Dinner with Saddam is a delicious mix of hilarious one-liners sprinkled with bite-sized chunks of politics for context. Like baking a cake, timing is crucial and the cast were spot on, dishing up this intelligent and brave script to perfection.
The beauty of this comedy farce, which is set in the Bagdad home of a normal(ish) family who on the whole despise Saddam and his brutal regime, is that there’s a sense that what unfolds could actually happen. What gives Dinner with Saddam the edge is the views held by the Alawai’s. Staunchly opposed to the military regime over which Saddam presides and the treatment of the Iraqi people the big question is: can everyone at the dinner table keep their more liberal views to themselves?

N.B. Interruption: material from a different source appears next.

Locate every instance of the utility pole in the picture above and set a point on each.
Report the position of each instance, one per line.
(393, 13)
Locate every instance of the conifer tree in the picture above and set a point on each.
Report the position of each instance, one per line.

The twists and turns that unfold between the fairly western-looking living room and kitchen help move the play along and keep you on your toes. The attention to detail and the sub-plots are a treat, only adding to the depth and intelligence of the whole story.
There’s no doubt Sanjeev Bhaskar and Shobu Kapoor who play Ahmed and Samira Alawai smash their respective roles. Their on-stage chemistry has certainly benefited from their working together in the past on a whole range of shows. Bhaskar is brilliant as the ridiculously clumsy head of the household whose efforts to ensure the President’s meal is one he’ll never forget get him in all sorts of trouble.
No-one really knows what sort of guest Saddam would actually be if he did dropped in for dinner. For that reason, Steven Berkoff’s Saddam is nothing more than a caricature of the tyrant. Physically his presence and status as a man to be feared is captured perfectly.
Horowitz creates an arrogant, vulgar Saddam with little respect or manners. But at times there’s a suggestion he also has a warmer side, but those moments don’t last long. There’s a monologue which aims to fill in the political gaps and give a bit of context where the humour and pace of the play dips, but fortunately it doesn’t last long.
Like the hamper of goodies Saddam provides for the meal, Dinner with Saddam is a feast of richly crafted brilliance. It’s a joy to see something so fresh and forward thinking that has the power to make you laugh, cry and ponder all at once.